Jury in Ibraheem Yazeed capital murder trial completes day of deliberations without reaching verdict

Jury deliberations started this morning in Macon County in the capital murder trial of Ibraheem Yazeed, who is charged in the shooting death of 19-year-old college student Aniah Blanchard in 2019.

He faces two counts of capital murder as well as several lesser charges.

Deliberations started at 9:30AM. The jury paused at 11:30AM and again around 3:30PM to ask questions. They also spent about 75 minutes on a lunch break.

The question at 3:30PM was regarding the difference between felony murder and murder.

Many people in the courtroom wore blue or blue ribbons in memory of Blanchard. During the lunch break today, both Angela Harris and Mike Harris, the mother and stepfather of Blanchard, along with her brother Elijah and other friends were seen taking photos together before court resumed.

Yazeed’s family was also present in the courtroom today as well.

The jury will resume deliberations tomorrow morning.

Blanchard was seen on surveillance video inside a Chevron gas station on South College Street in Auburn the night she disappeared in October 2019. Her car was discovered in Montgomery, while her body was found in a wooded area in Macon County about a month after she vanished.
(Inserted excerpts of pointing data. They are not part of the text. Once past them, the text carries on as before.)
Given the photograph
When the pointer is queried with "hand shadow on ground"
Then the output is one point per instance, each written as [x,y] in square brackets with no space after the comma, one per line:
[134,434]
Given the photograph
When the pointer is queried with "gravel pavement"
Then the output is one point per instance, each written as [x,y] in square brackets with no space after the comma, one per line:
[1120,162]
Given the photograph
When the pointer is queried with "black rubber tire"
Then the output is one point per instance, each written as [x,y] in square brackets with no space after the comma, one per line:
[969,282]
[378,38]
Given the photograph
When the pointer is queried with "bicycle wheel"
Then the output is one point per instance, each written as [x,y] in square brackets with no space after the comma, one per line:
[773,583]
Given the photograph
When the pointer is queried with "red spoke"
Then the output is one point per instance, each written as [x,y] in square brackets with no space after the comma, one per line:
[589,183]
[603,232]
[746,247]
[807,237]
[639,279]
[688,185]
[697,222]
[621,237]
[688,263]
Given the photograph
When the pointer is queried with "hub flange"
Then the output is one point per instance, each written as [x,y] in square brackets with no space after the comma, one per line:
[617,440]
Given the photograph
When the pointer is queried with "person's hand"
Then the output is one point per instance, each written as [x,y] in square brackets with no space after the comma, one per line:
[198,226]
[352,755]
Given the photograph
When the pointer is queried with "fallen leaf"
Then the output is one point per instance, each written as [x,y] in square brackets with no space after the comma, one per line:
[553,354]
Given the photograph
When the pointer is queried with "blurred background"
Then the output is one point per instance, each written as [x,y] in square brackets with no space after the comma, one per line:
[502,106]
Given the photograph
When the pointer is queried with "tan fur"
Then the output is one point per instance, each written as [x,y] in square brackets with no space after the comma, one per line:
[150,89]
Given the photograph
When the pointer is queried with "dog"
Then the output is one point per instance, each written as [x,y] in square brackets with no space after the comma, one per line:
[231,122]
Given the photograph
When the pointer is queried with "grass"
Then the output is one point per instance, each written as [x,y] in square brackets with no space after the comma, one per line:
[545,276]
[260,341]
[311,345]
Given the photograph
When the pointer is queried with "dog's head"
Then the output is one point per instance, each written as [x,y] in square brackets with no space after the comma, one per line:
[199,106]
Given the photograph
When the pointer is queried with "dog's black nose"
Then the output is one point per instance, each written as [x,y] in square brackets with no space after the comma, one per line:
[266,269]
The medical examiner said she had been shot in the head.

In closing arguments, prosecutors told jurors that from when Blanchard’s car was last seen on video getting onto Interstate 85 in Auburn to the time her body was dumped in a wooded area in Macon County that they have heard evidence to know she was killed, that she was shot inside her car due to the presence of blood and that her body was thrown into the woods.

The defense told the jury that prosecutors created more questions than answers, saying they were not able to tie any witness testimony to Yazeed other than the accounts of two convicted felons, texts from Blanchard’s phone to a roommate about smoking with a person named “Eric” and a short video. The defense also said there was no DNA evidence in the car tying Yazeed to it.

The defense told their jury that instead of capital murder, it could decide to convict Yazeed of felony murder or manslaughter instead.